Educators also demonstrate an in-depth knowledge of educational principals by capturing teachable moments, using realistic case scenarios to emphasize points, and structuring educational information to meet the developmental needs of nurses with a vast range of experiences. The content must be relevant, applicable, and reach the frame of reference of each learner.
Challenging the RN to look past the laboratory values and look at the subtle changes in the patient's neuroassessments, especially at night, over several days, not just when the patient exhibited a dramatic change in condition, took the focus from a laboratory report to the whole situation. Encouraging the RN to involve the family in the assessment of baseline neurological function promoted a perception of the situation as a whole. The nurse's presentation of these elements provided a meaningful message for her colleagues, which reflected "real" and not just ideological, theoretical nursing. By highlighting her limitations as a new nurse, she helped all nurses to identify opportunities to enhance patient outcomes and to augment their own clinical foundations.
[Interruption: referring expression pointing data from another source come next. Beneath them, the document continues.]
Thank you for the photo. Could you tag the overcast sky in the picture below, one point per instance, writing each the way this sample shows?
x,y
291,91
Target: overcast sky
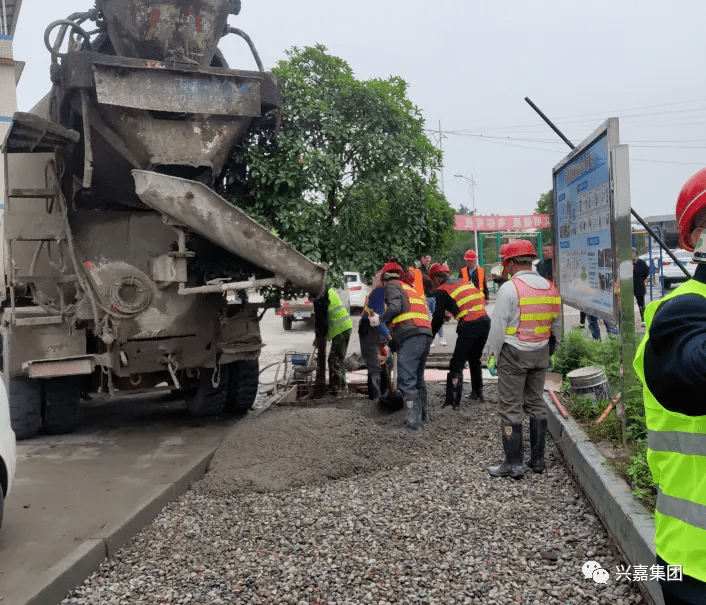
x,y
470,64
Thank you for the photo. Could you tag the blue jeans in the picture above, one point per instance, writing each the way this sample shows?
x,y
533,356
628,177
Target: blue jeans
x,y
431,306
596,331
411,360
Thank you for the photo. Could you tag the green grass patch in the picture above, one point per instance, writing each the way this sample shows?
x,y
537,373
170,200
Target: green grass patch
x,y
577,351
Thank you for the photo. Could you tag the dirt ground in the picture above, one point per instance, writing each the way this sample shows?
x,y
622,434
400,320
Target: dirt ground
x,y
291,446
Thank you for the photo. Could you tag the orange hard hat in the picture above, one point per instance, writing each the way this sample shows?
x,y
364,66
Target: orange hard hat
x,y
518,249
690,203
437,269
392,267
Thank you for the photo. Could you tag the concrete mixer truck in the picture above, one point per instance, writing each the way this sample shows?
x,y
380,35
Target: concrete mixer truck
x,y
118,252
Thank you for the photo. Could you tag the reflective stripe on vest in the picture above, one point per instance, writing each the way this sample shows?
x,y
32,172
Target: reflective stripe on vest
x,y
418,313
469,299
419,283
338,319
538,307
466,275
676,454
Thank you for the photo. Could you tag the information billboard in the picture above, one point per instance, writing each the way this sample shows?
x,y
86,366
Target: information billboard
x,y
585,266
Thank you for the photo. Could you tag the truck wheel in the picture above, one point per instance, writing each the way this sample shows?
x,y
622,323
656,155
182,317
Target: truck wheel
x,y
244,380
25,396
62,398
205,400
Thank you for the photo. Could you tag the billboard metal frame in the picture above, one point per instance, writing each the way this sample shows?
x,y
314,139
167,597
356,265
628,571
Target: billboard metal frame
x,y
608,129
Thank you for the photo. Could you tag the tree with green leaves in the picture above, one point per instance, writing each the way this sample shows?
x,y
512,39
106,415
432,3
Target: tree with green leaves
x,y
544,206
350,178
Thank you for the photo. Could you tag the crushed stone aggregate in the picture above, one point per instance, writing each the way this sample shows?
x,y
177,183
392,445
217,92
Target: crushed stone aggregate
x,y
335,504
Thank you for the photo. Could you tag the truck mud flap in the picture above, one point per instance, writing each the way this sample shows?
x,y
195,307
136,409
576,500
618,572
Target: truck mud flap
x,y
51,368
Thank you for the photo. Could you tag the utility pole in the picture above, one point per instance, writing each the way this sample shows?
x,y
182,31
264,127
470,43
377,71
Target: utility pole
x,y
471,184
441,136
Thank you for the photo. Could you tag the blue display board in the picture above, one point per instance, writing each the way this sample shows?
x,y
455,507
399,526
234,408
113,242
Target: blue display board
x,y
585,266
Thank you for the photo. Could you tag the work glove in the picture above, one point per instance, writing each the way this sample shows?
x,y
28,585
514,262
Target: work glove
x,y
491,366
364,326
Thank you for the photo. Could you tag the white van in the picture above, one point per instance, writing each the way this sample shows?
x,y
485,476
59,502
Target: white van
x,y
357,289
7,449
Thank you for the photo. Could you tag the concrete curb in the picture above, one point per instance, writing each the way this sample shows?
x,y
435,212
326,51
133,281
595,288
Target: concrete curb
x,y
629,523
51,587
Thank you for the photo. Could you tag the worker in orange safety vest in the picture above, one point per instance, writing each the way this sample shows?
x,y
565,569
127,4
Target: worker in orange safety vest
x,y
525,329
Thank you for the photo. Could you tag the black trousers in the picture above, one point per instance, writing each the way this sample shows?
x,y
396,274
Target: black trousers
x,y
641,305
470,340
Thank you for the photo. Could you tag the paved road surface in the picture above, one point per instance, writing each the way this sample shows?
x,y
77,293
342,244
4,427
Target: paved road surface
x,y
73,488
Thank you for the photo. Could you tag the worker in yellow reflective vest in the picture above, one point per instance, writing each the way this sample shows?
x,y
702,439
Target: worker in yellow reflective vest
x,y
406,313
467,304
671,362
337,328
525,328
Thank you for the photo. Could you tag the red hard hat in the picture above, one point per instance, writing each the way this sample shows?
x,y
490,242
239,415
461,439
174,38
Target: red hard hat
x,y
690,202
392,267
520,247
438,268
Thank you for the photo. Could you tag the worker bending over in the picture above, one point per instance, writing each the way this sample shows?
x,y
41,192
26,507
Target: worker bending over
x,y
407,313
467,304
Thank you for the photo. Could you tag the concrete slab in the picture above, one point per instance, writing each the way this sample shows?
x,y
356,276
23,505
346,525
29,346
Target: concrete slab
x,y
79,497
628,522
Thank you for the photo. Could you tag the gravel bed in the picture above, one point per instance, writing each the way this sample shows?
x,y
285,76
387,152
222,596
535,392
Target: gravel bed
x,y
338,505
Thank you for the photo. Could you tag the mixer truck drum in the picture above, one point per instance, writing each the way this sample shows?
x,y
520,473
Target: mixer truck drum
x,y
129,295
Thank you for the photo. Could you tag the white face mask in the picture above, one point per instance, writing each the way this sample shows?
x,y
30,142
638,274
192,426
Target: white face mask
x,y
700,249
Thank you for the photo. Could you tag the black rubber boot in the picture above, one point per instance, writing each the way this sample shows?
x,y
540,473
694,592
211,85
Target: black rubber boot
x,y
512,444
374,391
458,390
449,391
425,405
538,437
478,395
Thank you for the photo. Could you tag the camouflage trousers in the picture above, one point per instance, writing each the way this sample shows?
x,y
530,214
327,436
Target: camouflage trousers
x,y
336,356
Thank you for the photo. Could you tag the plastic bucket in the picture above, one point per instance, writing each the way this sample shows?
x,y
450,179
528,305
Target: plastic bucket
x,y
300,359
590,381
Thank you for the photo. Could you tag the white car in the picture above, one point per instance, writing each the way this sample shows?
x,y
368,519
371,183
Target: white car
x,y
7,449
357,289
672,273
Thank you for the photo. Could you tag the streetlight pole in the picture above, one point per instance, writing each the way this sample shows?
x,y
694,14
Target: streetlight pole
x,y
471,184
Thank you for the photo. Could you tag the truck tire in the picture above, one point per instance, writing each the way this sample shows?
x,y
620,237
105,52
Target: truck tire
x,y
62,400
205,400
25,396
244,380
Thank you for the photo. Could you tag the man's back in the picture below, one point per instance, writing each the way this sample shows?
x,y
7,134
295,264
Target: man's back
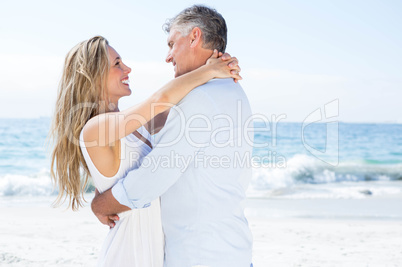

Through previous experience, I have learned that an accurate patient history is essential in order to have a baseline for comparison especially when caring for the surgical patient whom you may be "seeing" for the first time postoperatively. I included this experience in both the formal Nursing Grand Rounds presentation and question-and-answer session that followed. Looking at the patient as a whole, identifying early changes, and involving family for validation of information were all nursing skills I learned through my previous experiences.
I also rely on my many years of previous patient care delivery experience to coach nurses to look past the documentation parameters that exist in the computer network. Whereas structuring documentation through computers helps the nurse complete all essential elements, it also creates "habitual" documentation. As a nurse focused on postoperative patients with very short lengths of stay, this nurse did not often encounter patients who suffered from more complex complications such as delirium. It was not part of her routine documentation process to include such detailed accounting of neurological responses. By shifting the focus of nursing care from required documentation to critical thinking, I can help nurses grow into more accomplished clinicians.
Nursing administrators, case managers, and educators may not directly administer a therapeutic intervention, but they affect that intervention in a supportive role. A nurse educator's role both formally and informally influences the development of individual nurses and patient care at the bedside.